Pizzo calabro (Vv), 20 set. (Adnkronos) – “Oggi è un giorno speciale, allegro, di speranza e di impegno per l’intero Paese. Come ogni anno il primo giorno di scuola suscita festa e attesa, ma quest’anno ad essere speciale è l’anno scolastico che comincia: voi, ragazze e ragazzi, tornate tutti in aula, insieme ai vostri insegnanti. Dopo le tante sofferenze e le grandi limitazioni che la pandemia ci ha imposto, la ripartenza delle scuole a pieno regime è il segno più evidente della ripartenza dell’Italia”. Lo ha affermato il Presidente della Repubblica, Sergio Mattarella, parlando a Pizzo calabro in occasione della cerimonia per l’apertura dell’anno scolastico organizzata all’Istituto Omnicomprensivo Tecnico Trasporti Logistica Nautico e Aeronautico.
“Con le scuole che ripartono e riaprono -ha proseguito il Capo dello Stato- si riallacciano fili che si erano interrotti o che erano diventati più esili: anzi tutto lo studio, ma anche le relazioni, le amicizie, l’insieme di quelle esperienze così decisive della vostra formazione.

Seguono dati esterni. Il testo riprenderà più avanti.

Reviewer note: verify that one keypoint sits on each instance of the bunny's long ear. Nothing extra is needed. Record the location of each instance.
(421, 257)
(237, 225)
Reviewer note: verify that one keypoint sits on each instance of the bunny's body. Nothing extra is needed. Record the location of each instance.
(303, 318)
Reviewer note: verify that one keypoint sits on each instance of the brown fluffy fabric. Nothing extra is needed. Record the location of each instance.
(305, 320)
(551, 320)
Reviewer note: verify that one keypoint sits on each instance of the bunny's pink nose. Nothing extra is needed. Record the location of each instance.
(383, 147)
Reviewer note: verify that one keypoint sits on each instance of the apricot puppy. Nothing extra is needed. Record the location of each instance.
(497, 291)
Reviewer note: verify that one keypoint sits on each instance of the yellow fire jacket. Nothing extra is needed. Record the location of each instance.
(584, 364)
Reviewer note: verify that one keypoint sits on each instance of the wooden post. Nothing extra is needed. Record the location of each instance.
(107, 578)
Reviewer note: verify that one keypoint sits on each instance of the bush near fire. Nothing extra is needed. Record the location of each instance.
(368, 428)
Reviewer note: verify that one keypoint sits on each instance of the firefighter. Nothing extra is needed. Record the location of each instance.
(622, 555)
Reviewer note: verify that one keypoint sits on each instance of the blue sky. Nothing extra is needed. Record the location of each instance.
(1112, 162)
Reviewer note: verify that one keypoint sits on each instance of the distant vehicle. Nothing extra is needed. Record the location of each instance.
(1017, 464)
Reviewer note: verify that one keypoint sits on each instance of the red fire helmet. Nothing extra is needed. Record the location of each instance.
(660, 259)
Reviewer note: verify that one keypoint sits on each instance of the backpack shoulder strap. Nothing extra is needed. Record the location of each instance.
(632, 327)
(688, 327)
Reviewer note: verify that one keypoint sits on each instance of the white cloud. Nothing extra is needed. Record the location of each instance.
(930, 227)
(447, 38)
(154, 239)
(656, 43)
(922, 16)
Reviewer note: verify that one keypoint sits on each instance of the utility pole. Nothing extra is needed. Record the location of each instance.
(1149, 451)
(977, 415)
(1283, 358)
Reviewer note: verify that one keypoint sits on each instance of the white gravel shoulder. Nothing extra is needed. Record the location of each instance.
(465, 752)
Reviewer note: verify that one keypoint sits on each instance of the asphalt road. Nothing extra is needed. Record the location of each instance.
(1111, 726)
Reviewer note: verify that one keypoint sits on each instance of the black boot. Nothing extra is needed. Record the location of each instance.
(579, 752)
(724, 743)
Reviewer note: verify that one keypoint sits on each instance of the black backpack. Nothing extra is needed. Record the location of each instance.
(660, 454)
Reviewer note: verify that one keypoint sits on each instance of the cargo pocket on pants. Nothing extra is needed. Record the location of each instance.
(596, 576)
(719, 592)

E questo trasmette energia a tutta la nostra comunità nazionale”. “E’ incoraggiante e importante l’adesione dei giovani alla campagna vaccinale. Numeri che spero diventino sempre più grandi. Non di rado in famiglia sono stati i giovani a spiegare le buone ragioni dell’immunizzazione, a rompere gli indugi e a fare per primi il vaccino, anche i quando i genitori tentennavano. I ragazzi volevano uscire da casa, tornare con gli amici e così hanno aiutato tutta la società”. “Merita attenzione – ha evidenziato – la grande partecipazione degli studenti alla campagna vaccinale. Rivela da che parte sta il desiderio di libertà”, ha aggiunto. “Il mondo della scuola – ha affermato – si è dimostrato un potente antivirus. Ne è testimonianza il 94% di vaccinati tra personale docente e non docente”.
“La scuola è l’argine più robusto ai comportamenti distruttivi. E’ luogo di formazione, promotore di solidarietà, di sapere diffuso, di etica civile. A questo tende la scuola: a essere motore della trasformazione sociale. Non ci sarà sviluppo sostenibile senza una scuola votata alla solidarietà e alla innovazione”, ha aggiunto. Per Mattarella “la scuola deve saper curare le eccellenze, perchè tanto possono dare alla società, ma la condizione per farle sorgere consiste nel rendere aperto a tutti l’accesso effettivo all’istruzione e alla cultura, per permettere che emergano talenti che altrimenti resterebbero inespressi. E’ scritto nella nostra Costituzione”. (ITALPRESS).